プレスリリース 2009年2月

エジプトの医師とニカラグアのNGO、2009年国連人口賞を受賞

2009年2月24日
ニューヨーク、国連

エジプト人医師のマフムード・ファターラ(Mahmoud Fathalla)氏とニカラグアのNGO ニカラグア・コミュニティ活動(MCN)が、2009年度国連人口賞を受賞した。国連人口賞(United Nations Population Award)は、人口問題及び人々の健康改善のために最も優れた業績を上げた個人と団体に授与される。

マレーシア国連大使であるハミドン・アリ(Hamidon Ali)を議長とする国連人口賞選考委員会は、18カ国からの候補を審査し、受賞者を決定した。国連人口基金(UNFPA)が事務局を務める同委員会は、国連に加盟する10カ国の代表によって構成されている。授賞式は6月1日にニューヨークの国連本部で行われることになっており、受賞者には表彰状とメダルが贈られる。

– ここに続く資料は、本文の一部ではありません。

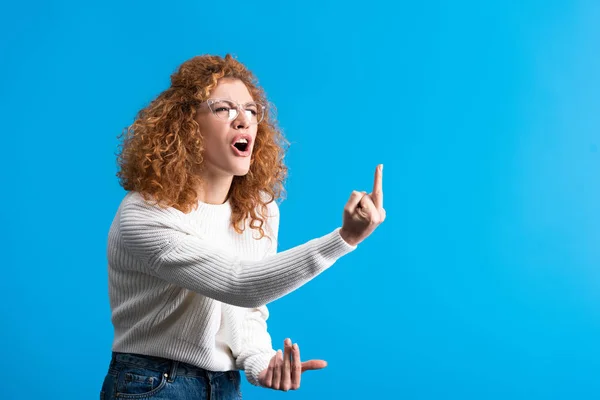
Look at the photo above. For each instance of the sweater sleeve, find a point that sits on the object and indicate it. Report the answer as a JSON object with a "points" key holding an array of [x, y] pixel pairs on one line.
{"points": [[154, 236], [256, 350], [256, 345]]}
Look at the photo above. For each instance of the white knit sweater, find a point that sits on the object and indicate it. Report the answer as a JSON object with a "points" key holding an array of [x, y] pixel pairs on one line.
{"points": [[189, 288]]}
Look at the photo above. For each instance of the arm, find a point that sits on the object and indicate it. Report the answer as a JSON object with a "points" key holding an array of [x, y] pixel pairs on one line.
{"points": [[155, 237], [256, 347]]}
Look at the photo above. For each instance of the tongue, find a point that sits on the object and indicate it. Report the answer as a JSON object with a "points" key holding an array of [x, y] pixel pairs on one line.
{"points": [[241, 146]]}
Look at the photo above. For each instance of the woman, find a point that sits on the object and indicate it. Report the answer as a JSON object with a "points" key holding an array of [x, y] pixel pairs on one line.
{"points": [[192, 249]]}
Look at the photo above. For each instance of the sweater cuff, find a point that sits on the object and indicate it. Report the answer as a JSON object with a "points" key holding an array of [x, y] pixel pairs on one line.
{"points": [[255, 365]]}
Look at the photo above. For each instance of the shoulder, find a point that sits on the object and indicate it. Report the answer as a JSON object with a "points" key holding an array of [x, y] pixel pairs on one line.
{"points": [[137, 208], [272, 206]]}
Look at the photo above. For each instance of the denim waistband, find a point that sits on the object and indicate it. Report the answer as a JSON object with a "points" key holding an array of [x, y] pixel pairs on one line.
{"points": [[172, 367]]}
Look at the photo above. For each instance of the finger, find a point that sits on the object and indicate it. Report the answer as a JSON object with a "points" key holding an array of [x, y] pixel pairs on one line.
{"points": [[286, 379], [296, 367], [277, 371], [355, 198], [377, 194], [368, 210], [313, 364], [269, 377]]}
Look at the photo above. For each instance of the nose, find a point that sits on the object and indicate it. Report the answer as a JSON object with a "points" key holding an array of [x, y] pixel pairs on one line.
{"points": [[241, 121]]}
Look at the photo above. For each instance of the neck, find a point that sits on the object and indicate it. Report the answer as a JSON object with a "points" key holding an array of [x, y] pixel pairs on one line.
{"points": [[214, 188]]}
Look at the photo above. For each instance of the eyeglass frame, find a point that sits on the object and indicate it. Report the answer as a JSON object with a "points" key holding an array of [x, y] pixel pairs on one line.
{"points": [[238, 106]]}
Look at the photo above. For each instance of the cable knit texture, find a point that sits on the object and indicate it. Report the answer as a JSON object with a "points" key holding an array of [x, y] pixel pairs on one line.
{"points": [[189, 288]]}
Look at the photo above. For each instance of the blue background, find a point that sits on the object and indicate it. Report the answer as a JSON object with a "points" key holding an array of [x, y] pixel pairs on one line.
{"points": [[481, 284]]}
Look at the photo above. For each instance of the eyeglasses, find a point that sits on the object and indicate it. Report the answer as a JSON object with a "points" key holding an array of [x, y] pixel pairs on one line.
{"points": [[228, 110]]}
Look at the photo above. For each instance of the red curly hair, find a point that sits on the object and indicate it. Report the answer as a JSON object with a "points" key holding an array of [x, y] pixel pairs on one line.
{"points": [[163, 147]]}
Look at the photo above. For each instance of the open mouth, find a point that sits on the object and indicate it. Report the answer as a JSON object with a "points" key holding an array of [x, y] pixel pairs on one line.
{"points": [[242, 144]]}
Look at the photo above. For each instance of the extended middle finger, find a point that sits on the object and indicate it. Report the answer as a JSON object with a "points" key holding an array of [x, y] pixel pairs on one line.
{"points": [[296, 367], [277, 371], [285, 378]]}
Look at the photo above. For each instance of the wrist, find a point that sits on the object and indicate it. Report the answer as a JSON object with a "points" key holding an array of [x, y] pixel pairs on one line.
{"points": [[347, 237]]}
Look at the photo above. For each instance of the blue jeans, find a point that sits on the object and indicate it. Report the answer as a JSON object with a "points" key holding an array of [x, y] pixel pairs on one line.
{"points": [[135, 376]]}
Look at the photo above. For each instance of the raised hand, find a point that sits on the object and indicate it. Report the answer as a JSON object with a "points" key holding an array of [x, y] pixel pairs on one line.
{"points": [[363, 212], [285, 369]]}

選考委員会に提出された報告書によると、ファターラ博士は、最初に研究者としての活動を開始したエジプトのアシュート大学(Assiut University)産婦人科の大変評価の高い医師。また、マネージャー、アドバイザー、政策提言家として、家族計画の普及、そしてリプロダクティブ・ヘルスや妊産婦の健康を推進している。

1974年には、アラブ諸国で初めての家族計画組織となるエジプト・ファティリティー・ケア・ソサエティ(Egyptian Fertility Care Society)を設立。以来、エジプト家族計画協会、エジプト保健省及び国家人口協議会(National Population Council)に助言してきた。さらに、世界保健機構(WHO)、国際女性健康連合(IWHC)、保健分野における適性技術導入プログラム (PATH)、国際家族計画連盟(IPPF)、パッカード財団(David and Lucille Packard Foundation)、米国学術研究会議人口問題委員会(The Committee on Population of the National Research Council of the United States)などの国際機関に対してアドバイザーとして係わっている。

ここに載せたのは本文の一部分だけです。